Preuve que les secrets pontificaux sont bien gardés : son nom n'a jamais « fuité » avant l'annonce, le mercredi 22 octobre, de sa nomination au siège de Saint Irénée pour succéder au cardinal Philippe Barbarin ! C'est donc celui qui était, depuis huit ans, le discret et pieux évêque d'Ajaccio que le pape François a choisi de nous donner comme pasteur pour les années à venir : Monseigneur Olivier de Germay de Cirfontaine, 60 ans. Qu'il soit le bienvenu, et que l'Esprit Saint le guide dans cette responsabilité exigeante ! Il sera officiellement intronisé archevêque de notre diocèse le dimanche 20 décembre 2020.

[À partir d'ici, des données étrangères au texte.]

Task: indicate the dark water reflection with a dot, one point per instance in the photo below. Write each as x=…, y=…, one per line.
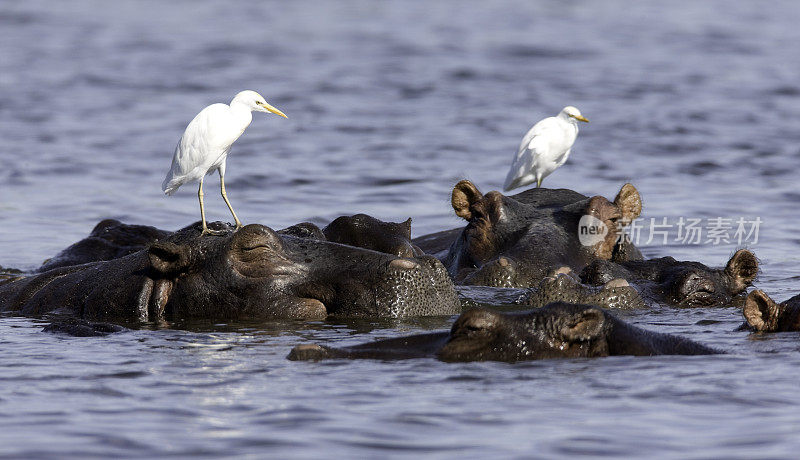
x=390, y=104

On ne vote pas pour que soit pourvu un siège épiscopal. La nomination d'un évêque est du seul ressort du pape et, bien entendu, des services spécialisés du Saint-Siège, puisque le pape ne peut tout maîtriser. Le fait que telle ou telle personne soit en définitive choisie, répond à plusieurs préoccupations : d'une part les besoins immédiats du diocèse en attente d'un nouveau pasteur ; d'autre part les différents équilibres à respecter, au niveau national comme sur le plan international, entre les différentes manières de vivre la foi catholique. La grande préoccupation du siège pontifical, en effet, c'est l'unité de l'Eglise, la nécessité de tout entreprendre pour que toutes les grandes tendances se sentent prises en compte et qu'il n'y ait pas de facteurs de schismes. De ce point de vue, il n'est certainement pas innocent que Monseigneur de Germay a été nommé officiellement le jour dédié à saint Jean-Paul II. Un évêque wojtylien nommé par un pape latino-américain qui présente des charismes et des sensibilités assez différents de son prédécesseur polonais ? 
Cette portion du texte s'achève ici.